Buddhists focus considerable attention particularly on the stage between the feeling of pleasantness/unpleasantness, a stage which carries no moral overtones whatsoever, and the next step, when feeling/emotion becomes joined by wanting/hating of any kind.
For it’s here, the Buddhists say, that there is a pretty exciting opportunity for freedom. Here is the point, it’s suggested, where you can simply interrupt the cycle. It’s the point where you can simply choose to accept a pleasant and unpleasant experience, and not join it with wanting or hating. Rather than an event that demands response, this stage of experiencing pleasantness and unpleasantness is simply the logical outcome of previous conditions, and doesn’t demand a response at all.
To most of us, this seems utterly illogical and impossible. Of course we’re supposed to act when we feel pleasantness or unpleasantness. That’s what we do: seek pleasantness, reject unpleasantness.
But perhaps it seems this way simply because of our habits, our ego belief.
In sitting meditation, for example, it’s quite common for a skin itch, a slight muscle ache, or some other mild physical discomfort to arise. In group meditations, I’ve seem some meditators who twitch and fidget pretty much constantly in an effort to overcome the vaguest of unpleasant sensations.
But what becomes very clearly evident, though, is that joining the sensation of unpleasantness with desire or aversion, wanting or hating, does nothing whatsoever to prevent the unpleasantness from arising. In fact, the people who twitch and scratch seem to be far more prone to more itching, more aching. Nor does itching and shifting really do all that much to even relieve the present discomfort. Left all on it’s own, a skin itch naturally evaporates of its own accord, almost as fast, and usually more permanently, than if you react with irritation by scratching it.
The suggestion meditators are given, to sit quietly and be present with physical discomfort is not about demonstrating some kind of impressive emotional restraint. It’s not the Eastern version of wearing a hair shirt. What we’re seeking to do is examine the small gap between the experience of unpleasantness/pleasantness and the leap to wanting/hating. We’re just examining the spacious gap, playing with it, even.

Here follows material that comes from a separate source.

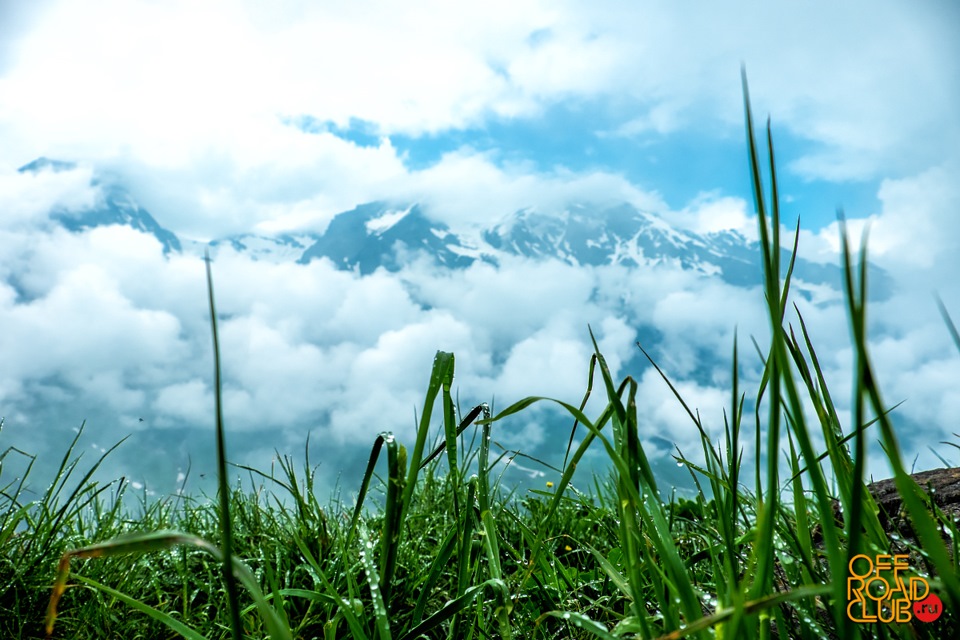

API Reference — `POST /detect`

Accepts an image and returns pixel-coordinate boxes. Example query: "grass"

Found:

The fact is that nothing very disastrous happens if we don’t jump to wanting/hating. The unpleasantness naturally evaporates anyway, and pleasantness can never be permanently captured, despite the Herculean efforts of our wanting. Both conditions come and go of their own accord, not because of the wishes of our ego.
What we find is that the ego’s wanting/hating was not driving the world at all, as we thought was true. The world was, and always has been, driving itself.
This doesn’t mean that we go through life symbolically refusing to scratch the things that itch. Our memories of poison ivy rashes and hornet bites is probably going to cause us to automatically respond with a scratch to most itches.
But it may well be possible to respond to the world intelligently without bringing wanting and hating into the equation at all. We can scratch without resenting the itch. We can recycle our trash without hating litterers; we can walk to work without disliking SUV drivers; we can answer truthfully without feeling morally superior to liars. We can appreciate this good meal without wanting a better one or worrying about where the next one will come from.
Wanting/hating isn’t what drives the world; the driver seems to be simple, natural intelligence.
It’s that moment in the mind just before wanting/hating begins where things get interesting, where new possibilities arise.